Digamos que todos nosotros fuimos concebidos bajo el peso intransferible de una profecía. El tiempo nos guardó una fecha, una hora y un nombre con los que podríamos andar por el mundo, desperdigando toda nuestra infinita miseria en las ciudades de nadie y sus barrios sin gloria.
¿Dónde estamos ahora esos niños de la profecía? ¿Dónde estás tú que fuiste tu propio mesías y que viniste al mundo para intentar cambiarlo? No me digas que ya no crees en tus propios milagros ni en el sacramento de las madres al bautizar las sopas. No me digas que ahora vendes el voto, vas a las corridas de toros o discriminas a los homosexuales. Tú eras el chico que iba a cambiar este país repleto de cenizas, tú ibas a entrar a los templos y a los centros comerciales a tumbar las mesas de los profanadores de la vida.

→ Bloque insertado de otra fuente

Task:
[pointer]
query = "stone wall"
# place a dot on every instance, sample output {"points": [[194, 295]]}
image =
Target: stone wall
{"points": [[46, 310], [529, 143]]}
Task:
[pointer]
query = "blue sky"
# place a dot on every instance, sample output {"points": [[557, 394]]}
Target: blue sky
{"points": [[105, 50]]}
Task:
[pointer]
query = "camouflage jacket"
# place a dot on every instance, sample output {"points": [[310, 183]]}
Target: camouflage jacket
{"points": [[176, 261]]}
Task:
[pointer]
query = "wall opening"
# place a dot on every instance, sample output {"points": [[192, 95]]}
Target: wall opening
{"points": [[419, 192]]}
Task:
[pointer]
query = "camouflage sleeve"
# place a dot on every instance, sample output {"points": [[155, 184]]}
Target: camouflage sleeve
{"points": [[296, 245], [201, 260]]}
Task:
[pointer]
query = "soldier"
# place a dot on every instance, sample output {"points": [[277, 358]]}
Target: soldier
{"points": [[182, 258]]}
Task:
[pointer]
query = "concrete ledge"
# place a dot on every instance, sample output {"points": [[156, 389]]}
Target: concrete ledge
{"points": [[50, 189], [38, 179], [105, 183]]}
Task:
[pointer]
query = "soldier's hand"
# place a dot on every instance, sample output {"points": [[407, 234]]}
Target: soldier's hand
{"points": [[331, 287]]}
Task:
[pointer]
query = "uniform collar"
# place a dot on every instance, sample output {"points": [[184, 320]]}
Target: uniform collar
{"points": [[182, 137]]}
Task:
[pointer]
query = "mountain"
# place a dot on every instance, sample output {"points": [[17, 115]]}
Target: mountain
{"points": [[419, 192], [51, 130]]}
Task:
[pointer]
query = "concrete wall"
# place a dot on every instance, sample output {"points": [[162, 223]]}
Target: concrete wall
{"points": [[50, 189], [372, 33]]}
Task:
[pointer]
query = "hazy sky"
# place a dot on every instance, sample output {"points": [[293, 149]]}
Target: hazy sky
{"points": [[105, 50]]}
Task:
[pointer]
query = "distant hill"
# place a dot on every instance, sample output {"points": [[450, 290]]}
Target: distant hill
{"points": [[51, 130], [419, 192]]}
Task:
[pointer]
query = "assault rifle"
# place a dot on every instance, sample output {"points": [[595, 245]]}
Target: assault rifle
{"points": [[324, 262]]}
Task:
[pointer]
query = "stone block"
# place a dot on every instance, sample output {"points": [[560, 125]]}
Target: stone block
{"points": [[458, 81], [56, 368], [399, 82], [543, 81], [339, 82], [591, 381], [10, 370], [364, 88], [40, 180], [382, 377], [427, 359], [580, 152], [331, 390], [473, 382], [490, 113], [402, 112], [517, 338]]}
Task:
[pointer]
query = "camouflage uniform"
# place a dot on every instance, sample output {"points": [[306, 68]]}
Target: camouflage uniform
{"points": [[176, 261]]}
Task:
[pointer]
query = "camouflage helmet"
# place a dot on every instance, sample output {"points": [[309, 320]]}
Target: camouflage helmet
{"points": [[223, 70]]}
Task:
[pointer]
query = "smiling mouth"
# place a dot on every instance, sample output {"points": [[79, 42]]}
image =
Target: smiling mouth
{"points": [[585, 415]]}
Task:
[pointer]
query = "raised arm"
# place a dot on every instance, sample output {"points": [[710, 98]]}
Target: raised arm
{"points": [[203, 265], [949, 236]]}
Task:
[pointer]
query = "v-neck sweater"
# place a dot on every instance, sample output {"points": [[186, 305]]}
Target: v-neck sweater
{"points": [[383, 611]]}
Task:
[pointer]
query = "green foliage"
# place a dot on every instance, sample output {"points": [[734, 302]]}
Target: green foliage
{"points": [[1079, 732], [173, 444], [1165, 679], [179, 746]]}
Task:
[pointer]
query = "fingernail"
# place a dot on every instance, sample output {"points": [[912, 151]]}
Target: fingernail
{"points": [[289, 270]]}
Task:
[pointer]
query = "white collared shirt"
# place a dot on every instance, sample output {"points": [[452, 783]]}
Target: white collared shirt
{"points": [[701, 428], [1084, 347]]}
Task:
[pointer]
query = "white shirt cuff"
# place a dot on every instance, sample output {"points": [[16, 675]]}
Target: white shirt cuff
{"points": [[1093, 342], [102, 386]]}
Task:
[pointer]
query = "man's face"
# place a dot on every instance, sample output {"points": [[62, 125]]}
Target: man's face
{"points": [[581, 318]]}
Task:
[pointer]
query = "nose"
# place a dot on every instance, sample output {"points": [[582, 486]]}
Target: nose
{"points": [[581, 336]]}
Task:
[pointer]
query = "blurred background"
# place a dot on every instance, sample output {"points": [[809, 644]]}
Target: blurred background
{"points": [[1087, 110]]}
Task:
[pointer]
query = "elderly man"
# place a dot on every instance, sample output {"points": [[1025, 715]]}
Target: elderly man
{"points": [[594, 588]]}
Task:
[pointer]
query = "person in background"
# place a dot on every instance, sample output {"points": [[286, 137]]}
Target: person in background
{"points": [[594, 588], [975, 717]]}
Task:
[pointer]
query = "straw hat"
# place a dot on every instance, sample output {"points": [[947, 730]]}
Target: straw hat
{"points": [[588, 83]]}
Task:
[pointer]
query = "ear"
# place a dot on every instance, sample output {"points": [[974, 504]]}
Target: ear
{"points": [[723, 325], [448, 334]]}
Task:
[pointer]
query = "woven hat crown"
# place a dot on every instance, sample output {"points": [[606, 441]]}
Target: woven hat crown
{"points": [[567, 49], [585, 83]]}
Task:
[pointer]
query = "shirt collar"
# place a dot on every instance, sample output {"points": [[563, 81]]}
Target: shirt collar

¿Qué pasó entonces contigo?
¿Quién te quitó tu comparsa de arcángeles y capuchones?
Eras un fardo de presagios insólitos y los años hicieron de ti un cántaro vacío. Eras la buena nueva de esta república de escombros y terminaste siendo un muñeco de 31 de diciembre, achicharrándose en una calle cualquiera.
No obstante, algún día te acordarás para qué viniste a la Tierra. Sabrás que éste no es un lugar para alardear de la fe ni juzgar a los demás. Pondrás tu mano en la mano del prójimo y sentirás un calorcito y un olor a barro. No te quedarás callado ante las injusticias de la ciudad en donde vives.
Y al final, cuando la inminente muerte te encuentre, no habrás partido en dos los templos, pero habrás dejado una pequeña y significativa huella de amor en el planeta.